The UK Pensions Regulator (TPR) has indicated it could pursue former Carillion senior staff as part of its investigation into the collapsed company’s pension schemes.
Nicola Parish, TPR’s executive director of frontline regulation, told a parliamentary inquiry this week that the regulator was “looking at all avenues” for using its powers to recover money for Carillion schemes.
The company went into liquidation on 15 January with just £29m (€33m) in reserves. Its 14 pension schemes had a combined deficit of more than £800m.
The regulator opened an “anti-avoidance” investigation on 18 January.
Frank Field, Labour MP and co-chair of the joint committee investigating the circumstances of Carillion’s demise, pressed Parish over the regulator’s actions against individual directors who, he said, “all made a lot of money out of this company”.

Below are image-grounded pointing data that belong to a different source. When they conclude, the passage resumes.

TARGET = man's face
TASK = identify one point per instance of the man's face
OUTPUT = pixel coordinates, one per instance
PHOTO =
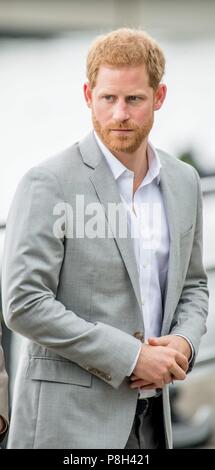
(123, 105)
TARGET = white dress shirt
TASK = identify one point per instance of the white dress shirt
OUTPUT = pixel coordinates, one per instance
(149, 230)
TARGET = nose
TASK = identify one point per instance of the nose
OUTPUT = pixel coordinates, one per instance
(120, 111)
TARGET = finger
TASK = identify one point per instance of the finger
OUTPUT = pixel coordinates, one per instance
(152, 385)
(140, 383)
(167, 378)
(177, 372)
(161, 341)
(182, 361)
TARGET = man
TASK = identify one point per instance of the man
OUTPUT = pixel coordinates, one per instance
(113, 309)
(3, 394)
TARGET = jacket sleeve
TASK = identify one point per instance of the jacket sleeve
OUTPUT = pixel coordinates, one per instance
(191, 313)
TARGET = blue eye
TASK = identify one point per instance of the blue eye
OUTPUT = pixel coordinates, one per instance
(109, 97)
(133, 98)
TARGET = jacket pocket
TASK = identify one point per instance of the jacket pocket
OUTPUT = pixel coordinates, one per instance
(57, 370)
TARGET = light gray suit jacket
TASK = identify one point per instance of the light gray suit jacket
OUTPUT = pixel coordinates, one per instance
(3, 388)
(77, 300)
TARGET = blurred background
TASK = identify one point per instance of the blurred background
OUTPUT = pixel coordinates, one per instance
(43, 48)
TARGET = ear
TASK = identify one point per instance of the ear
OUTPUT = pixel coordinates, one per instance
(160, 95)
(88, 94)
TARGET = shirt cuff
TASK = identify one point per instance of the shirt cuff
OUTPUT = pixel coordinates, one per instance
(191, 345)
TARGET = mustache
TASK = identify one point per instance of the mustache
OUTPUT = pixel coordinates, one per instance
(122, 126)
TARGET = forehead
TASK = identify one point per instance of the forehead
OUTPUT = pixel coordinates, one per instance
(123, 77)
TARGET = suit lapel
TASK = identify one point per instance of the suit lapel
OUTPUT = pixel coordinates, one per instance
(107, 192)
(168, 189)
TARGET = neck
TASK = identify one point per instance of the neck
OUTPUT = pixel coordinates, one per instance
(136, 162)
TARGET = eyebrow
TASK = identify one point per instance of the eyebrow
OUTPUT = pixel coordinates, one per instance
(135, 93)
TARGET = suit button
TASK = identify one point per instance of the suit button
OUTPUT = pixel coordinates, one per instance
(108, 377)
(139, 335)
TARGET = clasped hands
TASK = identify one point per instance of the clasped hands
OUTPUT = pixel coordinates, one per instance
(161, 360)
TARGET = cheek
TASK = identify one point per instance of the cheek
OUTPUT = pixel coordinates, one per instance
(102, 114)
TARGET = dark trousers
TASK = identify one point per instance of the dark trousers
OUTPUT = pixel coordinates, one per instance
(148, 428)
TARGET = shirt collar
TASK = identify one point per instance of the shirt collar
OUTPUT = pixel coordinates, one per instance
(117, 168)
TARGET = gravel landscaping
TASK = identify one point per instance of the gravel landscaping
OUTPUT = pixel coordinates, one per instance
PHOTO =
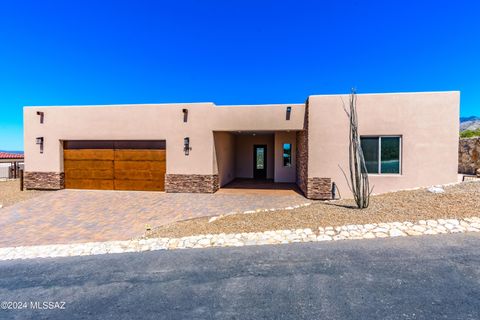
(458, 201)
(10, 193)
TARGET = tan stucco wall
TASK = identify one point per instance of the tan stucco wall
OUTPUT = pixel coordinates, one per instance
(284, 174)
(258, 118)
(427, 122)
(225, 156)
(145, 122)
(244, 154)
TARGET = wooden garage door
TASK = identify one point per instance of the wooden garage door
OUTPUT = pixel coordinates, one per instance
(115, 169)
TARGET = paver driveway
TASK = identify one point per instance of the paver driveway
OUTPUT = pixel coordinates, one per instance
(73, 216)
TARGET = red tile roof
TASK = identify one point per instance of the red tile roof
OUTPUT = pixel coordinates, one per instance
(6, 155)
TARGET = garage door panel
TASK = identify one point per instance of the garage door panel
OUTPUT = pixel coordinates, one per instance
(88, 164)
(113, 169)
(101, 174)
(140, 155)
(140, 165)
(150, 185)
(89, 154)
(95, 184)
(139, 174)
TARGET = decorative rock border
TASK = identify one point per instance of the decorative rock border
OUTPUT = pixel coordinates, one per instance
(366, 231)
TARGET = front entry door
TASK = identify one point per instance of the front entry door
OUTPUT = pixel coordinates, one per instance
(260, 161)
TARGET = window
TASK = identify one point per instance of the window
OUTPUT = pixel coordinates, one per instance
(287, 155)
(382, 154)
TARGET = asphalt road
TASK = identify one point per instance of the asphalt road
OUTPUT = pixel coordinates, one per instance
(427, 277)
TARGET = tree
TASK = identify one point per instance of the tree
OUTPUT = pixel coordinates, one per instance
(358, 184)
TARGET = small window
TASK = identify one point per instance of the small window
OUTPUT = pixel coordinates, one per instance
(287, 155)
(382, 154)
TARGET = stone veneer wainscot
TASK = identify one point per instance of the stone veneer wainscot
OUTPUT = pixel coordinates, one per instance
(44, 180)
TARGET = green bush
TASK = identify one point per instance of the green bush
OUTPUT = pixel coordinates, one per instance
(470, 133)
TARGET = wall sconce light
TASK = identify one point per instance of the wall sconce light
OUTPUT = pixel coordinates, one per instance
(39, 141)
(41, 114)
(186, 146)
(185, 115)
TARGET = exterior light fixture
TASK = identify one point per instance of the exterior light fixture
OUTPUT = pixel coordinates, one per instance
(39, 141)
(41, 114)
(186, 145)
(185, 115)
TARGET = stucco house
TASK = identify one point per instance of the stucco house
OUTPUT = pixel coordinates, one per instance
(409, 140)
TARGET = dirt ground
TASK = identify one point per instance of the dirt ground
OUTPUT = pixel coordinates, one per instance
(10, 193)
(461, 200)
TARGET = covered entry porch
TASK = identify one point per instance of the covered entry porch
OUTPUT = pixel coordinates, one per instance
(263, 161)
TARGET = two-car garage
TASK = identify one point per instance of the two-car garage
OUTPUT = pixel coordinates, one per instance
(115, 164)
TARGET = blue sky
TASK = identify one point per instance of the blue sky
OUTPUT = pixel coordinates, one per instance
(230, 52)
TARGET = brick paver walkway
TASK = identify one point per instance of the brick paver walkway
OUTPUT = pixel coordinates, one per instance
(73, 216)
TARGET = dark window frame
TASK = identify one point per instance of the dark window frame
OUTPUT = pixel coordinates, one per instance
(379, 156)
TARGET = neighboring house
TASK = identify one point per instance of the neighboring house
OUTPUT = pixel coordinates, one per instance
(10, 165)
(409, 140)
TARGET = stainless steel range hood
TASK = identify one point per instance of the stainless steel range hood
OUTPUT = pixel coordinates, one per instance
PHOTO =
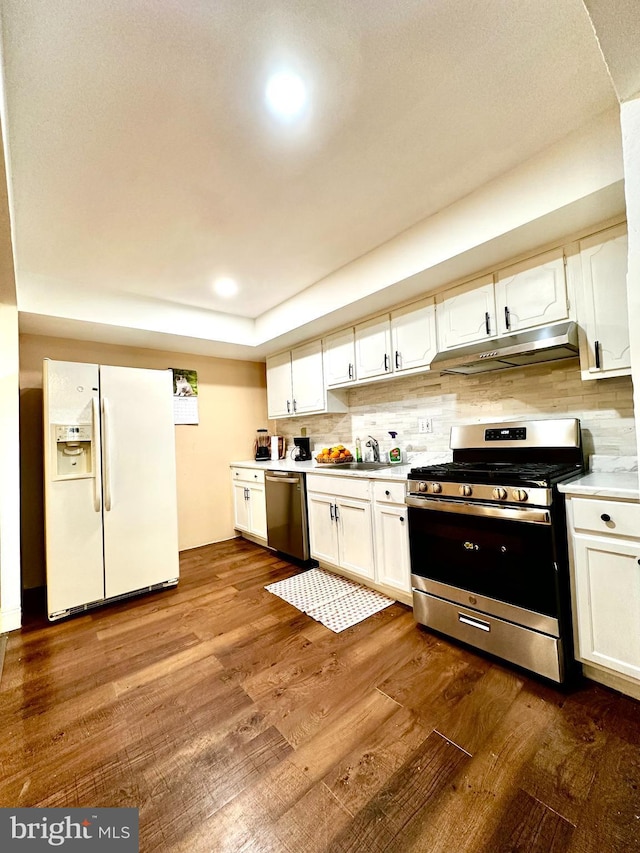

Parish said TPR was “looking into the activities of all of the parties concerned to see what all of the possibilities are for the use of our powers”.
However, she emphasised that as there were four different agencies all investigating Carillion – TPR, the Financial Conduct Authority, the Insolvency Service, and the Financial Reporting Council – “we are really keen that we don’t trip over each other”.
TPR last year used its anti-avoidance powers to secure £363m from Sir Philip Green to help fund pension schemes attached to high street chain BHS, which he had sold in 2015.
Dominic Chappell, who bought the now-bankrupt company through his firm Retail Acquisitions, was due to be sentenced today over failing to assist the regulator with its investigation.
Carillion director ‘thought pensions were waste of money’
The joint committee also published details of a meeting between the Carillion trustees and TPR from 2013. The trustees called for regulatory assistance after it failed to reach an agreement with the company over funding contributions.
According to the committee’s release: “The regulator queried why the company was reluctant to accept what, on the face of it, appeared to the regulator to look like a reasonable [funding] proposal from the trustees.
“RE’s [Robin Ellison, trustee chairman] understanding was that the finance director, Richard Adam, considered funding pension schemes to be a ‘waste of money’, particularly in respect of deferred members who did not actively contribute towards the business.”
The joint committee, chaired by Field and fellow Labour MP Rachel Reeves, has published a swathe of documents going back nearly 10 years detailing discussions between TPR, the trustees and the company as well as the developing funding situation of the schemes.